Further, he notes, you could attack a vulnerable web server, but you’d firstly need to do a recce to see if the host is in fact vulnerable – the server type, model and SSL implementation isn’t advertised. Once you know a server is vulnerable you can attack it, but the random memory you get in return may not contain any useful information. You can’t just send a heartbeat message and include a reference to ‘the memory where the private SSL key lives’. The memory heap is not ordered to such a degree.
“Yes, you might get lucky and retrieve something important but the chances are you could also get back utter useless junk in your attempts,” he states.
Not all SSL queries terminate at the host either. “If I terminate my SSL/TLS connection on a hardware device then Apache OpenSSL for example, does not enter the equation,” Maherry notes. “This is because the secure communication part is handled by the hardware module and the communication with Apache is done internally, either through a secure channel or not. Hardware SSL termination is a common practice for hosted solutions because it delivers faster response and handling times than software-based OpenSSL systems.”

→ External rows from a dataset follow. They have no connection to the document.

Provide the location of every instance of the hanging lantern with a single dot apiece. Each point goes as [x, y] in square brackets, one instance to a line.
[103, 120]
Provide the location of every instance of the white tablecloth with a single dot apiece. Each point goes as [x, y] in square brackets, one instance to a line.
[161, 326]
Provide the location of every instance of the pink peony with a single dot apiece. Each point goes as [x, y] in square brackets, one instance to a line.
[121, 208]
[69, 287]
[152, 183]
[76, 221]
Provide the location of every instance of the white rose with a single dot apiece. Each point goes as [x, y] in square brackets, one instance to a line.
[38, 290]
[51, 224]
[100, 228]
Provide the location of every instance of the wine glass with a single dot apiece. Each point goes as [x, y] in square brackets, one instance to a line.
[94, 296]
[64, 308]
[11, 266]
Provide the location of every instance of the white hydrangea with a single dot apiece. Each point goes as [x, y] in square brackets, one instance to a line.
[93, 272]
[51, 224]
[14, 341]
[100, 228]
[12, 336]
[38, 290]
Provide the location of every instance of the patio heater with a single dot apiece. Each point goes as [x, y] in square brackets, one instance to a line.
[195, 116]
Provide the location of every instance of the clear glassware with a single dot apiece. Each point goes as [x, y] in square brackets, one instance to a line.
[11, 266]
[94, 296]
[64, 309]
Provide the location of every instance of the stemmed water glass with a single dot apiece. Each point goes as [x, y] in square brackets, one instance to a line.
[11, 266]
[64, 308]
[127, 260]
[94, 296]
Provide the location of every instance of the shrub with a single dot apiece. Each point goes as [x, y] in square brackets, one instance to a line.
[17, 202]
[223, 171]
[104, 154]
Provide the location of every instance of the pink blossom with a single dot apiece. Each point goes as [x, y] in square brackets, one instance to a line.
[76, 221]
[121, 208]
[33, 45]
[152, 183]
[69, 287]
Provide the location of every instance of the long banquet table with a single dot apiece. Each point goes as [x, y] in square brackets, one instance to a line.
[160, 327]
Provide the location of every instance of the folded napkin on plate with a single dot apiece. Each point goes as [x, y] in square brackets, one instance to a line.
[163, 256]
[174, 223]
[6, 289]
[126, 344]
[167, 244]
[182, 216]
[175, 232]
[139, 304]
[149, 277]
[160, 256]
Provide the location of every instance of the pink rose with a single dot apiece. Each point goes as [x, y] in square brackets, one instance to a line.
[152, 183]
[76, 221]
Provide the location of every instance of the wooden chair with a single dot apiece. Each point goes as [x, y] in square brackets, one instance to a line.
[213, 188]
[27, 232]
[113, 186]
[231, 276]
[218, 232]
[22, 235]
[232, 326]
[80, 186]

And then there are the good, old-fashioned security precautions prevalent in modern systems.
“If the host employs Perfect Forward Secrecy (PFS) from day one then obtaining the private SSL key is a nice achievement but is not going to help one jot when it comes to decrypting any current, previous or future traffic – the master secret key used for encryption will never have been sent over any communication channels. Given most modern browsers support the cipher suites necessary to allow PFS, and similar server side support, your data remains safe regardless – until another attack (brute force from NSA entire supercomputer rack, for instance) possibly prevails,” Maherry says.
These same security precautions – by way of intrusion detection systems – should allow you to see if your system has been compromised. Most attacks leave no logs and no traces and most data thefts take up a minimum of three years to be noticed. That heartbleed leaves no traces is neither surprising nor remarkable.
In other words, says Maherry, “although I may worry about an attacker getting lucky with their unauthorised memory request via the loophole, on a server which my provider has managed to deploy with no hardware SSL termination, and picked the right version of OpenSSL to enable the flaw, and that the vulnerable service has decided against any other security measure to prevent fraud or data theft, I will probably still sleep soundly tonight.”
For those with vulnerable systems, or who are worried they have been compromised Roberts offers the following advice: “Recompile the OpenSSL libraries with a compilation flag to remove the heartbeat functionality, or, upgrade to the latest OpenSSL version.
“For the slightly more paranoid (those who do not believe they have been exploited thus far but are taking precautions) – once OpenSSL has been rectified, generate new key pairs, and attain new SSL certificates for potentially affected servers.
“For the completely paranoid (those who believe they may have already fallen victim) – do all of the above, and ask all customers who use static login information (passwords, shared secrets, etc.) to change their respective credentials.”